しかし、今回の経過措置ではそれ以前の許可取得の段階で適用除外としているのです。
なぜこのような事業者の利益を優先する経過措置を入れる必要があるのでしょうか?
この疑問を静岡県に質問したところ下記の回答がありました。
静岡県の回答は「事業者の法的地位を尊重するため」?!
○○様
日頃より、県の都市行政に関心をお寄せいただきありがとうございます。
先日、○○様から、令和4年2月定例会に提案している静岡県盛土等の規制に関する条例案附則第4項に関し、条例の施行の際法令の許可を受けて着工に至っていない工事について、同条例の許可に関する規定を適用しないこととしているのは法律論として間違っているとの御意見をいただきました。
この御意見に対する県の考えについてお答えいたします。
静岡県盛土等の規制に関する条例において、盛土等について許可制を導入し、申請者により必要な準備を行い、基準を満たした場合に許可することで、申請者に盛土等を行う法的地位が与えられることとなります。

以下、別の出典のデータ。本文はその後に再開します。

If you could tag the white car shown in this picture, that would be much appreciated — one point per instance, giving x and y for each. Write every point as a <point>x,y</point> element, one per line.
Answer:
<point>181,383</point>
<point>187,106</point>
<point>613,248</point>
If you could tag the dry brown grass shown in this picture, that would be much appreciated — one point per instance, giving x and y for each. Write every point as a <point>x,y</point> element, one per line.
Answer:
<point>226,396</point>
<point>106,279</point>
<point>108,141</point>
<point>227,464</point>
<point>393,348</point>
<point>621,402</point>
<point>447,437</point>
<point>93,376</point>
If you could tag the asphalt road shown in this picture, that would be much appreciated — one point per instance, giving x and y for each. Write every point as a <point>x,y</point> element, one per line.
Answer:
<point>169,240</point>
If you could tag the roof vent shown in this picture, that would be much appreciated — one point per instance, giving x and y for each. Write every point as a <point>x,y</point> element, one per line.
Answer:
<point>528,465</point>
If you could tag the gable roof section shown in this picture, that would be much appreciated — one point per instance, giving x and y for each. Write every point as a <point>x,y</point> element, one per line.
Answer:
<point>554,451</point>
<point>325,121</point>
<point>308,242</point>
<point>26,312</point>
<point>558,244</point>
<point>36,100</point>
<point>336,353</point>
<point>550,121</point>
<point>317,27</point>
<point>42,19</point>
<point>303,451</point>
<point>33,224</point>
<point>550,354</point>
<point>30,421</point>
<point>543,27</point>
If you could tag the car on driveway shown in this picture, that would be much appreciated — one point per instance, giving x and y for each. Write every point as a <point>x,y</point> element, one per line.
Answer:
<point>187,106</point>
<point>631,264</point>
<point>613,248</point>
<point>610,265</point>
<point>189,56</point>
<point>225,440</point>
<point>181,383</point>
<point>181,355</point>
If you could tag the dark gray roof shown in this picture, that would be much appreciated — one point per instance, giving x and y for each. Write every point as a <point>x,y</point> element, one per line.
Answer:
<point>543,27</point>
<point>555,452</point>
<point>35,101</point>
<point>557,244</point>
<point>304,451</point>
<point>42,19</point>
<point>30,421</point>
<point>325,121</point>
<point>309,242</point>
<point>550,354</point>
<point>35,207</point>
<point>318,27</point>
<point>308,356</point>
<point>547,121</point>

法令において一定の行為に規制がかかる場合、許可等の法令上の課せられた必要な手続を終えたときには、行為をしようとする者に適法にその行為を行う法的地位が与えられ、行為をしようとする者には行為を行うことができる期待が生じるものと考えます。
適法に得られた法的地位及びそれに基づく期待は尊重するに値するものであ
って、条例案附則第4項は、それらを尊重するために規定したものであり、妥当なものと考えております。
また、このことについては、法律的に問題がないことを法律相談により確認しております。

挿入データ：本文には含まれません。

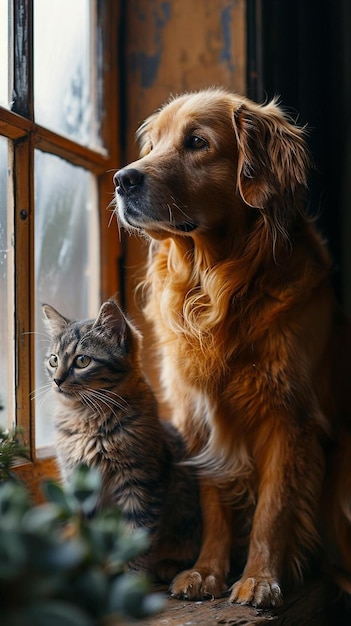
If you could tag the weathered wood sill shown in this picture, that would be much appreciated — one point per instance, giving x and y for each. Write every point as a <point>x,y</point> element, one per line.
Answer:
<point>316,604</point>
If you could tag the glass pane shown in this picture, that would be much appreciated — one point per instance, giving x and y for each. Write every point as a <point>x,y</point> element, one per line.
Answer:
<point>64,59</point>
<point>5,37</point>
<point>7,414</point>
<point>67,266</point>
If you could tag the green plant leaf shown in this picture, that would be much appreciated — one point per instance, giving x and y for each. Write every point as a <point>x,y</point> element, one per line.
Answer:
<point>127,595</point>
<point>56,494</point>
<point>43,518</point>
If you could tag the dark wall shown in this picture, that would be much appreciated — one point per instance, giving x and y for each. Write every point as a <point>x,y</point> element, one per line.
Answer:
<point>301,50</point>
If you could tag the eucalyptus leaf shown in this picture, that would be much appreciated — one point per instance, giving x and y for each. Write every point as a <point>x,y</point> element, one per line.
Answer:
<point>56,494</point>
<point>43,518</point>
<point>56,613</point>
<point>127,594</point>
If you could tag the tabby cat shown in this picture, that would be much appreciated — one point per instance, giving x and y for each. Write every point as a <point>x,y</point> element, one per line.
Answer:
<point>106,417</point>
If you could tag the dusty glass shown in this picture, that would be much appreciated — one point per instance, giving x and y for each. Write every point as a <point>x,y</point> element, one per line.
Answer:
<point>7,343</point>
<point>64,69</point>
<point>67,267</point>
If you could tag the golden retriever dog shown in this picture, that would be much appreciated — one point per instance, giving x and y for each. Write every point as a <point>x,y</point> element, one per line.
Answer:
<point>252,346</point>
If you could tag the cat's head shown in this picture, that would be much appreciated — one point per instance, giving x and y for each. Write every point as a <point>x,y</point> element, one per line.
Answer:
<point>91,354</point>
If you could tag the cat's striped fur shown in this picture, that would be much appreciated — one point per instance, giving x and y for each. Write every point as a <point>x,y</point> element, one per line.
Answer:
<point>106,417</point>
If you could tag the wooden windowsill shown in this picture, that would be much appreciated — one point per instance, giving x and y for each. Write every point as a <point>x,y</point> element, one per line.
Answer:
<point>317,603</point>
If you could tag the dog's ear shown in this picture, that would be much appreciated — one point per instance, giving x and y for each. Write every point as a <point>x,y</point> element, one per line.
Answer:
<point>143,135</point>
<point>273,159</point>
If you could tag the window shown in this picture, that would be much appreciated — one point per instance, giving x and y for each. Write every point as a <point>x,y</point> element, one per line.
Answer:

なお、最高裁平成18年3月30日判決は、当該事案における建築基準法第3条第2項の「現に建築の工事中の建築物」の判断を示したものと解します。
県の考えについては、以上のとおりであります。今後とも、県政への御理解と御協力をお願い申し上げます。
令和4年3月16日
静岡県交通基盤部都市局土地対策課長 上原啓克
自己矛盾している回答文書です。
開発関係法令が施行の日、規制対象になるかどうかは事業者にとっても住民にとっても重要な問題です。
日本の憲法をはじめとする法体系において遡及適用は禁じられています。
それでは、どの様な段階に至れば遡及適用になるか説明致します。
開発関係法令で規制しているのは開発行為(盛土行為など)です。
その行為とは、工事に着手していることを指します。
この工事の着手であるとの判断は日本の司法、つまり最高裁判例や下級審判例により、その考えが定着しています。

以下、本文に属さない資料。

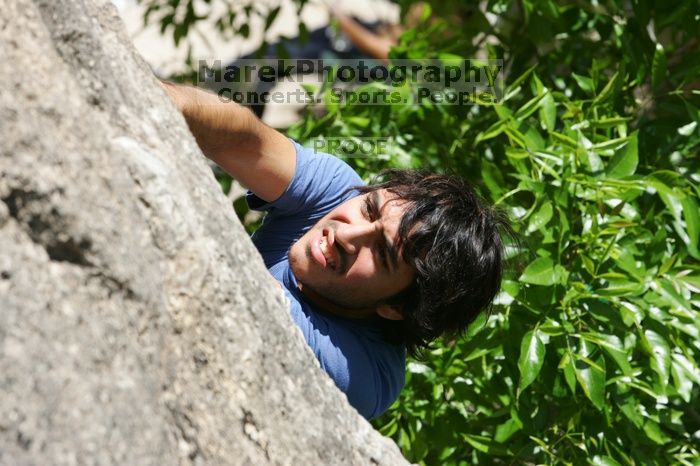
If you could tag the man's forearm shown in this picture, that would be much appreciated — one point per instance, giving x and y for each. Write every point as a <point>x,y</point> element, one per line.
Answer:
<point>217,126</point>
<point>258,156</point>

法律や条例が規制するのは、規制対象行為を規制するのであって、関係法令の許認可は、単なる準備行為にしか過ぎません。
これは判例で示された考えです。
司法の常識なら、書く必要はない
これらの理由から、本年3月17日成立予定の静岡県盛土条例は、施行日までに工事に着手していなければ規制対象になるところ、わざわざ附則の経過措置で適用除外にしています。
県が主張するとおり遡及適用になるなら附則の経過措置に規定する必要はありません。
それでは、何故、附則の経過措置に規定したか?
それは自ら遡及適用にはならないことを認めていることになります。
都道府県市町村には条例制定権があります。
それに伴い解釈運用権があり、この度の件は、この運用権により条例適用外にしているものです。
この様な附則の経過措置は、全国的に存在します。
何故なら、事業者の財産権などを守るための配慮な訳です。
それでは、この度の条例について、その配慮が必要か?
という問題があります。
国交省と鳥取県は工事に着手していなければ適用対象
因みに、国交省は本年4月成立予定の改正盛土法がありますが、その様な配慮規定はありません。
熱海の土石流被害があった後、全国で鳥取県が盛土条例を制定しています。
国交省や鳥取県に質疑しました。
結果、いずれも法(条例)が施行の段階で工事に着手していなければ適用対象になります。
「許認可を取得していても工事に着手していなければ適用対象です」と明快に回答を頂きました。